Dewa, Kamu Menghilang Saat Aku Mulai Jatuh Cinta

22 Oktober 2020 10:10

GenPI.co - Hampir setahun aku mengenalmu, Dewa Mahendra, di sebuah pesta pernikahan sahabatku. Aku mengakui bahwa mengenalmu adalah hal terindah dalam hidupku. Kamu datang tepat di saat hatiku tengah kosong dan saat aku mulai membuka hati kembali.

Banyak kesamaan antara kita, mulai dari hobi, hingga menu favorit. Kamu suka kopi, aku pun sama, kamu suka traveling, begitu juga aku. Sayangnya, kamu lebih memilih gunung dari pada pantai. 

BACA JUGA: Ooh, Ugeng! Sungguh Aku Menjadi Budak Cintamu

Aku masih ingat ketika kamu menyatakan perasaan saat kamu mengajakku mendaki untuk pertama kalinya. Kamu mengatakan ada pemandangan indah di atas sana. Tempat paling romantis ketika matahari terbenam.

Aku tersipu malu dengan sikapmu di tengah udara dingin saat itu. Kamu menggenggam tanganku yang mulai pucat dan keriput. Lalu, kamu memasukkannya ke dalam saku jaket tebal berwarna biru yang kamu kenakan.

Kamu memanggil namaku dan mengatakan kalimat romantis itu. Sangat romantis, menurutku. 

BACA JUGA: Ooh, Asep! Sungguh Kamu Sangat Liar

“Melly, aku ingin meninkmati senja seperti ini berkali-kali bersamamu,” ucapmu.

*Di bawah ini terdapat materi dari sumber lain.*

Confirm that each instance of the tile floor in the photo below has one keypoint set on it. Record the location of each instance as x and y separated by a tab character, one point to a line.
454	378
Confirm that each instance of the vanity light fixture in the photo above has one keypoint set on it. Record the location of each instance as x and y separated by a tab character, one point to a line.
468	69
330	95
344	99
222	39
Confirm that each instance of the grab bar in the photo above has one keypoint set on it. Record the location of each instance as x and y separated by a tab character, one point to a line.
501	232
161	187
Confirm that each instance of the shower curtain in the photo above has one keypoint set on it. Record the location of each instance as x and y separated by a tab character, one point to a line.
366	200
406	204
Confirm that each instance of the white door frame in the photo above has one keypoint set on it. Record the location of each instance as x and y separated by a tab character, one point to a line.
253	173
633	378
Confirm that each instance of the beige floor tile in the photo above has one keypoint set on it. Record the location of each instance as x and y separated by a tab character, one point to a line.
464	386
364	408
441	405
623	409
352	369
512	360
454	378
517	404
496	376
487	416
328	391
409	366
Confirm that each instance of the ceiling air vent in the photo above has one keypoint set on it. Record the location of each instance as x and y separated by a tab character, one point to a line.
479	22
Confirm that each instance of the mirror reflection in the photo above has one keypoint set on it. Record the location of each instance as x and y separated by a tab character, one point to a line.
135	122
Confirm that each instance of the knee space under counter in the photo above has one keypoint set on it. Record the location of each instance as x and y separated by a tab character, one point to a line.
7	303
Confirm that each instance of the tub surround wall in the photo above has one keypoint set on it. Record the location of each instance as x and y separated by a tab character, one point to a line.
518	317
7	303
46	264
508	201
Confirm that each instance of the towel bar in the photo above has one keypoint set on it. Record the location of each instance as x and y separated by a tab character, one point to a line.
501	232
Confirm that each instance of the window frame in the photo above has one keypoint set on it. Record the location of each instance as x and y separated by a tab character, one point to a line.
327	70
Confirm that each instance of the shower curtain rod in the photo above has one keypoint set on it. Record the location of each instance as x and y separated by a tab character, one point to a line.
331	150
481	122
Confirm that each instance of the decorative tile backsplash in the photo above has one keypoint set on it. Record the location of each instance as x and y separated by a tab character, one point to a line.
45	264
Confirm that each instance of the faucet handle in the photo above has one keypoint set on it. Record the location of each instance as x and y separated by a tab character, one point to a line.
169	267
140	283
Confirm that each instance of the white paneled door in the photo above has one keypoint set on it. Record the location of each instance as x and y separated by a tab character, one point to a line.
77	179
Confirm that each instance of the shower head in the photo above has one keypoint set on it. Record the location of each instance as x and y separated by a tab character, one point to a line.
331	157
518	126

Aku hanya diam, tak bisa berkata dan hanya melemparkan senyuman. Jantungku berdegup kencang saat itu dan memegang erat jemarimu.

“Mel, kamu mau kan? Menemaniku, kemana aku pergi?” tanyamu kembali. 

“Tanpa kamu minta, aku mau, kok,” jawabku.

Lantas kamu memelukku dengan erat. 

Kuakui, hari-hariku berubah ceria ketika bersama kamu. Entah kenapa, aku bisa sangat cepat membuka hati buat orang sepertimu, Dewa. 

Bahkan, aku rela menurunkan level keras kepalaku jika sedang berdebat denganmu. Aku rela mengalah ketika kamu tidak sependapat denganku.

Setiap minggu kita selalu mencari tempat ngopi untuk melepas penat pekerjaan yang kita hadapi.

Terkadang, kamu juga menculikku untuk menikmati sunset di atas bukit dan mendirikan tenda di sana. Menyantap mi instan dan menyeduh kopi di gunung. Itu sangat menyenangkan. 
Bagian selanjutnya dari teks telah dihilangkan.